Mike Ayers

Biographical details
- Born: May 26, 1948 (age 77) Georgetown, Kentucky, U.S.

Playing career
- ?: Georgetown (KY)
- Position(s): Linebacker, offensive tackle

Coaching career (HC unless noted)
- 1974: Georgetown (KY) (assistant)
- 1975: Georgetown (KY) (DC)
- 1976–1978: Newberry (assistant)
- 1979: Richmond (assistant)
- 1980–1982: Wofford (assistant)
- 1983–1984: East Tennessee State (DC)
- 1985–1987: East Tennessee State
- 1988–2017: Wofford

Head coaching record
- Overall: 218–160–2
- Tournaments: 8–8 (NCAA I-AA/FCS playoffs) 0–2 (NCAA D-II playoffs)

Accomplishments and honors

Championships
- 5 SoCon (2003, 2007, 2010, 2012, 2017)

Awards
- Eddie Robinson Award (2003) 5× SoCon Coach of the Year (2000, 2002–2003, 2007, 2010)

= Mike Ayers =

American football player and coach (born 1948)

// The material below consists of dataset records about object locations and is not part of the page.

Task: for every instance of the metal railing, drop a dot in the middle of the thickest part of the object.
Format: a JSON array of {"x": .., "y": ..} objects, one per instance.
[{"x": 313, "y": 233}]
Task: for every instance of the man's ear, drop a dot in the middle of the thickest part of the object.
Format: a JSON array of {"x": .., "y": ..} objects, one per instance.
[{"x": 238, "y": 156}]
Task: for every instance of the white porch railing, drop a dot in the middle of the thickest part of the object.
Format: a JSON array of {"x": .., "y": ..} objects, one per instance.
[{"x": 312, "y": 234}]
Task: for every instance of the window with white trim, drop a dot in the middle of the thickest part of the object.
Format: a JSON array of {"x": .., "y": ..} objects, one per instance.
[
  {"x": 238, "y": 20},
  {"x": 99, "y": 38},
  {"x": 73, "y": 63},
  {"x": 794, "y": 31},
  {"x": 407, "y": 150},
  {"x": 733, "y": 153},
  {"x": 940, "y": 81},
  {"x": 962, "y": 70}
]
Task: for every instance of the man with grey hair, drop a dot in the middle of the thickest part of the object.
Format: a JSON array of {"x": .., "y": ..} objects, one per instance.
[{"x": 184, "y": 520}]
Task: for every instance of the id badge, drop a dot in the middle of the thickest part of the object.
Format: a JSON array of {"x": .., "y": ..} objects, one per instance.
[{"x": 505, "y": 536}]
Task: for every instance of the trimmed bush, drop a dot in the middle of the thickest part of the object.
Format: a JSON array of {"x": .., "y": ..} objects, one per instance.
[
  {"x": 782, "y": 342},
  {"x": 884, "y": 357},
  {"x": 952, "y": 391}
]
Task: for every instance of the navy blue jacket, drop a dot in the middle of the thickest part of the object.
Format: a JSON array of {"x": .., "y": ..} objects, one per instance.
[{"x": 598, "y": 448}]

Mike Ayers (born May 26, 1948) is an American former college football coach. He served as the head football coach at East Tennessee State University from 1985 to 1987 and Wofford College in Spartanburg, South Carolina from 1988 to 2017, compiling career head coaching record of 218–160–2. Ayers' Wofford Terriers won five Southern Conference title, in 2003, 2007, 2010, 2012, and 2017.

==Playing career==
Ayers played linebacker and offensive tackle for the Tigers of Georgetown College. He also played for the baseball team and competed in gymnastics and wrestling.

==Coaching career==
Ayers began his coaching career as a graduate assistant and defensive coordinator at Georgetown College in 1974 and 1975. He again performed the role of assistant during stops at Newberry College and the University of Richmond. In 1980, Ayers arrived at Wofford as defensive coordinator for the Terriers under head coach Buddy Sasser. Ayers followed Sasser to East Tennessee State University, where he resumed his role as defensive coordinator before taking over the head coaching position in 1985. Ayers was hired as the head coach of the Terriers in 1988 by athletic director Danny Morrison over a milkshake at Asheville's Biltmore Dairy Bar. Wofford moved up to NCAA Division I-AA in 1995 and joined the Southern Conference in 1997. Under Ayers, the Terriers claimed five Southern Conference football championships, in 2003, 2007, 2010, 2012, and 2017. Ayers won the Eddie Robinson Award, given to the most outstanding FCS head coach, in 2003 after guiding the Terriers to a 12–2 record.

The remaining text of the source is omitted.